The easiest way of training one or multiple neural networks is to use the scripts that are provided in /src.

Training one network

The code Training_single.py allows training only one network and playing with it. The following steps are performed.

After importing the libraries (see notebook), we load the data:

device = torch.device('cuda') # training on the GPU

# custom data loader, automatically sent to the GPU
ds = imelt.data_loader(device=device)

We select an architecture. For this example, we have selected the reference architecture from Le Losq et al. 2021:

nb_layers = 4
nb_neurons = 200
p_drop = 0.10 # we increased dropout here as this now works well with GELU units

If we want to save the model and figures in the directories ./model/candidates/ and ./figures/single/, we can use this code to check if the folders exist, and create them if not:

utils.create_dir('./model/candidates/')
utils.create_dir('./figures/single/')

Now we need a name for our model, we can generate it with the hyperparameters actually, this will help us having automatic names in case we try different architectures:

name = "./model/candidates/l"+str(nb_layers)+"_n"+str(nb_neurons)+"_p"+str(p_drop)+"_test"+".pth"

and we declare the model using imelt.model():

neuralmodel = imelt.model(ds.x_visco_train.shape[1],
                                                hidden_size=nb_neurons,
                                                num_layers=nb_layers,
                                                nb_channels_raman=ds.nb_channels_raman,
                                                activation_function = torch.nn.GELU(),
                                                p_drop=p_drop)

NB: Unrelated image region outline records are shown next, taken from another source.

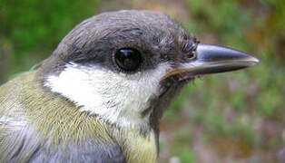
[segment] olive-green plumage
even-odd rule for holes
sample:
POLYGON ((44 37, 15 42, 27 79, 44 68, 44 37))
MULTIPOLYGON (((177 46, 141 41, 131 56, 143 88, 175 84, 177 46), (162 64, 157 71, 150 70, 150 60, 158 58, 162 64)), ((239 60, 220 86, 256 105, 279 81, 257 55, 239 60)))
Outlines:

We select a criterion for training (the MSE criterion from PyTorch) and send it to the GPU device

criterion = torch.nn.MSELoss(reduction='mean')
criterion.to(device) # sending criterion on device

Before training, we need to initilize the bias layer using the imelt function, and we send the network parameters to the GPU:

neuralmodel.output_bias_init()
neuralmodel = neuralmodel.float() # this is just to make sure we are using always float() numbers
neuralmodel.to(device)

Training will be done with the ADAM optimizer with a tuned learning rate of 0.0003:

optimizer = torch.optim.Adam(neuralmodel.parameters(), lr = 0.0003)

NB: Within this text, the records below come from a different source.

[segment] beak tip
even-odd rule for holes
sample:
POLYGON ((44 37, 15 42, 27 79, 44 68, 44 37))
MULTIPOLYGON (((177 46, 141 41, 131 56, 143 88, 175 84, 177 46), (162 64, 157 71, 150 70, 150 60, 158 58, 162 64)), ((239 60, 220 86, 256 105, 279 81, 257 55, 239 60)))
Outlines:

We have build a function for training in the imelt library that performs early stopping. You have to select:

  • the patience (how much epoch do you wait once you notice the validation error stop improving)

  • the min_delta variable, that represents the sensitivity to determine if the RMSE on the validation dataset really improved or not

The imelt.training() function outputs the trained model, and records of the training and validation losses during the epochs.

Training can thus be done with this code:

neuralmodel, record_train_loss, record_valid_loss = imelt.training(neuralmodel,ds,
                criterion,optimizer,save_switch=True,save_name=name,
                train_patience=250,min_delta=0.05,
                verbose=True)

Hyperparameter tuning

RAY TUNE + OPTUNA

In the version 2.0, we rely on Ray Tune and Optuna to search for the best models.

The script ray_opt.py allows running a Ray Tune experiment.

The script ray_select.py allows selecting the best models based on posterior analysis of the Ray Tune experiment (all metrics recorded in an Excel spreadsheet that must be provided for model selection).

Bayesian optimization

CURRENTLY NOT WORKING

The bayesian_optim.py script allows performing Bayesian Optimization for hyperparameter selection using AX plateform.

Training candidates

Note : this was used in v1.2 for model selection, but now we rely on the Ray Tune + Optuna run to select models.

In any case, this still works. The code Training_Candidates.py allows training 100 networks with a given architecture and selects the 10 best ones, which are saved in ./model/best/ and used for future predictions.